Kita ketahui bahwa politik merupakan suatu rangkaian
asas, prinsip, keadaan, jalan, cara, dan alat yang digunakan untuk mencapai
tujuan tertentu yang dikehendaki. Politik secara umum menyangkut proses
penentuan tujuan Negara dan cara melaksanakannya. Pelaksanaan tujuan itu
memerlukan kebijakan-kebijakan umum (public policies) yang menyangkut
peraturan, pembagian, atau alokasi sumber-sumber yang ada. Kebijakan-kebijakan
umum hanya dapat dilakukan dengan kekuasaan dan untuk memperoleh kekuasaan
itulah diperlukan sarana politik yang disebut partai politik.
kondisi dinamik bangsa Indonesia yang
menyediakan mekanisme dan prosedur yang mengatur dan menyalur kan konflik
sampai pada penyelesaian dalam bentuk kesepakatan (konsensus),sistem ini
membantu pembentukan identitas bersama,hubungan kekuasaan,legitimasi kewenangan
dan hubungan politik dan ekonomi.dari dalam untuk menjamin identitas,
integrasi, kelangsungan hidup bangsa dan Negara serta perjuangan mencapai
tujuan nasional.

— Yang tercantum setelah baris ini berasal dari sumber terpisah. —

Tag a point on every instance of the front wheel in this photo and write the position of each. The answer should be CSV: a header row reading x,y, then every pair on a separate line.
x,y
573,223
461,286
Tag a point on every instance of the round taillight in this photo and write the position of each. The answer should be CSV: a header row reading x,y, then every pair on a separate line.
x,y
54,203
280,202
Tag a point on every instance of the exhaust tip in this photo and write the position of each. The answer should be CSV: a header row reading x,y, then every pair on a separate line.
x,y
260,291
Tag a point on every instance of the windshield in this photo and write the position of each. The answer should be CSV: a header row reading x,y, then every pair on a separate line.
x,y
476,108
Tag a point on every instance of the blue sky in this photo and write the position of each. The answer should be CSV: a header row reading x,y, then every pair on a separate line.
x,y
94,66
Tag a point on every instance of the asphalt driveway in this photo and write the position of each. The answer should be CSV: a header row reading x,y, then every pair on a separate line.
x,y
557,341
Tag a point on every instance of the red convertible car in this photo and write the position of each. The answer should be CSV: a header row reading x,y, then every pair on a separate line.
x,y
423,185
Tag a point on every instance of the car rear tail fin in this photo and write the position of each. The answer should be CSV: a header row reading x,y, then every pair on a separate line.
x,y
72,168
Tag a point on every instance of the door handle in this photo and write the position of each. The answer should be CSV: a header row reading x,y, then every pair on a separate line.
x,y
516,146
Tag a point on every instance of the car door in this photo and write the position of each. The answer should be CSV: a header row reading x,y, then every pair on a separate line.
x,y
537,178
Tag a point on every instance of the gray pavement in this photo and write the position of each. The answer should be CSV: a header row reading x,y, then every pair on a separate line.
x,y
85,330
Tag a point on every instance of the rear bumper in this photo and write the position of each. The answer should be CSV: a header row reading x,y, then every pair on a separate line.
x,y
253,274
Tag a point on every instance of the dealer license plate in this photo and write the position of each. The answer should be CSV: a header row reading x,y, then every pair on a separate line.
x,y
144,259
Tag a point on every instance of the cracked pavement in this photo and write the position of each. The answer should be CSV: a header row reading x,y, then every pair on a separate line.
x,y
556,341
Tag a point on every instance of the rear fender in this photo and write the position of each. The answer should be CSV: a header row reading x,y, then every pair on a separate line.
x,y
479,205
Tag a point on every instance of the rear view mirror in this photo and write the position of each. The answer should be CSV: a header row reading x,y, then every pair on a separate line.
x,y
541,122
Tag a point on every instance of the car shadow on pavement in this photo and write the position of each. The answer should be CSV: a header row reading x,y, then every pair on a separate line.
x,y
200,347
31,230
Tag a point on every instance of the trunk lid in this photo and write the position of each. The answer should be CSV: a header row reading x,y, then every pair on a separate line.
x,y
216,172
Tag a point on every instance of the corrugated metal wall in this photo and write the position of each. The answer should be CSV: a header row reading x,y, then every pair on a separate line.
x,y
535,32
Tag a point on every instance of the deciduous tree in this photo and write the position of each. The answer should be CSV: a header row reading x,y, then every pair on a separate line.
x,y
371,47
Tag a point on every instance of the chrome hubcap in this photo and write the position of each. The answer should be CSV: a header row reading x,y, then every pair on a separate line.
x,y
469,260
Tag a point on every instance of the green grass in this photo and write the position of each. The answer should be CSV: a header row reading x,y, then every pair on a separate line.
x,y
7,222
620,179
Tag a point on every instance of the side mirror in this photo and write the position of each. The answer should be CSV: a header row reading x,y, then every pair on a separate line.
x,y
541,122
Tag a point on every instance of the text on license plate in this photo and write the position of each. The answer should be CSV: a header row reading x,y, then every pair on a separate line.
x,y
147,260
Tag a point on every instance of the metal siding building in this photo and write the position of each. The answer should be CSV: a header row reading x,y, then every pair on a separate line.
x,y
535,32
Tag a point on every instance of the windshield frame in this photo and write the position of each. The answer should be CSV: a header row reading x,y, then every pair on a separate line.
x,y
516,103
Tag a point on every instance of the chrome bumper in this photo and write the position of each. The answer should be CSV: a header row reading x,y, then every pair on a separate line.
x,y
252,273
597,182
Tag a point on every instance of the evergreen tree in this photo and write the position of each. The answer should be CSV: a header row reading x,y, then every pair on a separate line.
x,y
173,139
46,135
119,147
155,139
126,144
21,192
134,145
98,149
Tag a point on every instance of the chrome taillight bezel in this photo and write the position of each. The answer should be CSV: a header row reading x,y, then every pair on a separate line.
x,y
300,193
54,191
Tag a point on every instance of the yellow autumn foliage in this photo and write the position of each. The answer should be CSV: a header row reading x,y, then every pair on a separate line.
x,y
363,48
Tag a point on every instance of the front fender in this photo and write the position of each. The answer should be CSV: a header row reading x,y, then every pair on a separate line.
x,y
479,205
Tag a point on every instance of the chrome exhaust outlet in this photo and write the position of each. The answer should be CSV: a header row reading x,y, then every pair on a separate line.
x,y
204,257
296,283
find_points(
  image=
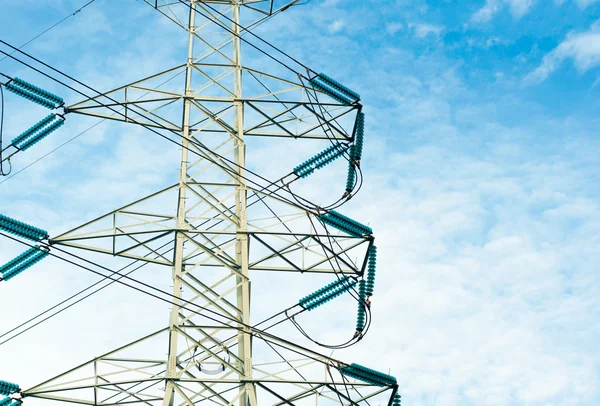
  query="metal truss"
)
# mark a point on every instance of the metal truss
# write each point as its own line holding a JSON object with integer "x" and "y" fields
{"x": 212, "y": 229}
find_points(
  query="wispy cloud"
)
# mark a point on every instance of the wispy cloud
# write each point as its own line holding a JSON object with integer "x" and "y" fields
{"x": 422, "y": 30}
{"x": 518, "y": 9}
{"x": 582, "y": 48}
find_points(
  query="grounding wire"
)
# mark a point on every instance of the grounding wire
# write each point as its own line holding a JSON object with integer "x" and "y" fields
{"x": 39, "y": 315}
{"x": 104, "y": 119}
{"x": 2, "y": 173}
{"x": 197, "y": 144}
{"x": 109, "y": 98}
{"x": 251, "y": 330}
{"x": 208, "y": 17}
{"x": 50, "y": 28}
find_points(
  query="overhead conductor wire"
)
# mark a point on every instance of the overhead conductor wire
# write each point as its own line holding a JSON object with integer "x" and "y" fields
{"x": 197, "y": 144}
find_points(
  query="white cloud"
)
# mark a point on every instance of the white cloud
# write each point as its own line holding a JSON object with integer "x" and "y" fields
{"x": 580, "y": 3}
{"x": 393, "y": 28}
{"x": 424, "y": 30}
{"x": 518, "y": 8}
{"x": 582, "y": 48}
{"x": 336, "y": 26}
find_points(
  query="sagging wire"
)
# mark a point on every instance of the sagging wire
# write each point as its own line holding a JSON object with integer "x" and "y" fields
{"x": 199, "y": 145}
{"x": 2, "y": 173}
{"x": 359, "y": 334}
{"x": 243, "y": 327}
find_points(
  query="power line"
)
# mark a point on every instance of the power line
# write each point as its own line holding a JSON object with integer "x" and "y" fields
{"x": 197, "y": 144}
{"x": 253, "y": 330}
{"x": 50, "y": 28}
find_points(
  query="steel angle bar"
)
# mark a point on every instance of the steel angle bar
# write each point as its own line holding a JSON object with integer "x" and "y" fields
{"x": 210, "y": 303}
{"x": 94, "y": 99}
{"x": 214, "y": 354}
{"x": 276, "y": 253}
{"x": 214, "y": 117}
{"x": 231, "y": 216}
{"x": 272, "y": 120}
{"x": 292, "y": 244}
{"x": 224, "y": 261}
{"x": 124, "y": 391}
{"x": 147, "y": 337}
{"x": 214, "y": 81}
{"x": 143, "y": 244}
{"x": 143, "y": 199}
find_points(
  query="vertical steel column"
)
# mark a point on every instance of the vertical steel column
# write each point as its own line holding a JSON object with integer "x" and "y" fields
{"x": 181, "y": 217}
{"x": 243, "y": 281}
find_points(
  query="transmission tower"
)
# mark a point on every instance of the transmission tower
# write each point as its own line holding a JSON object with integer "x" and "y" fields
{"x": 223, "y": 222}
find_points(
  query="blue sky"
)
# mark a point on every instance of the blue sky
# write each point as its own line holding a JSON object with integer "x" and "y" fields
{"x": 481, "y": 169}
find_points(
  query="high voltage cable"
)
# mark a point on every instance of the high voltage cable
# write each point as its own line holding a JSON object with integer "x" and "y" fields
{"x": 103, "y": 120}
{"x": 257, "y": 332}
{"x": 247, "y": 42}
{"x": 199, "y": 145}
{"x": 141, "y": 115}
{"x": 73, "y": 14}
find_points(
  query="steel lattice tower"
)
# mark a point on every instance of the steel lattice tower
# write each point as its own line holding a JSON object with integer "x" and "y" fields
{"x": 225, "y": 224}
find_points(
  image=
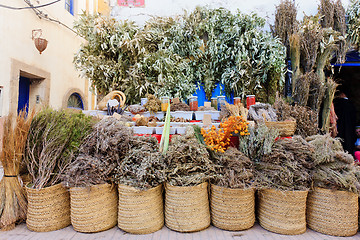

Sistem ini juga berfungsi memelihara keseimbangan antara
konflik dan consensus,arti nya dengan ada nya sistem ini apabila terdapat
perbedaan-perbedaan pendapat,persaingan, ataupun pertentangan antar
individu,juga menekan kan pada consensus total tidak hanya dengan
terinduktrinasi ideology saja,tetapi juga menganut dari berbagai Negara termasuk
eropa timur dan Asia.
B.RUMUSAN MASALAH
Pertanyaan mungkin selalu ada dalam batin
maupun fikiran kita sebelum mengerti tantang budaya politik indonesia,pastinya
kita akan mencari tau tentang:
1. Apakah yang
dimaksud dengan Budaya Politik Indonesia ?
2. Sebutkan dan
jelaskan tipe-tipe budaya politik menurut para ahli ?
3. Bagaimana
Perkembangan Budaya Politik Indonesia ?
4. Bagaimana peran
serta budaya politik partisipan ?(kurang)
5. Bagaimana tatanan
kehidupan masyarakat politik ?(kurang)
BAB II
PEMBAHASAN
A.Pengertian BPI
Budaya atau kebudayaan berasal dari bahasa sansekerta yaitu
buddhayah,yang merupakan bentuk jamak dari buddhi, yang berarti akal atau budi,
sehingga kebudayaan dapat diartikan semua hal yang bersangkutan dengan hal. Budaya
dapat di definisikan secara sempit dan secara luas. Definisi secara sempit
mencangkup kesenian dengan semua cabang-cabangnya dan secara luas mencangkup
semua aspek kehidupan manusia.
Sebagian ahli berpendapat bahwa kebudayaan adalah perkembangan
dari kta majemuk budi daya yang berupa cipta,rasa, dan karsa.kebudayaan
merupakan hasil dari kehidupan bersama manusia maka kebudayaan itu tidak sama
antara satu lingkungan masyarakat dengan lingkungan mayarakat yang lainnya.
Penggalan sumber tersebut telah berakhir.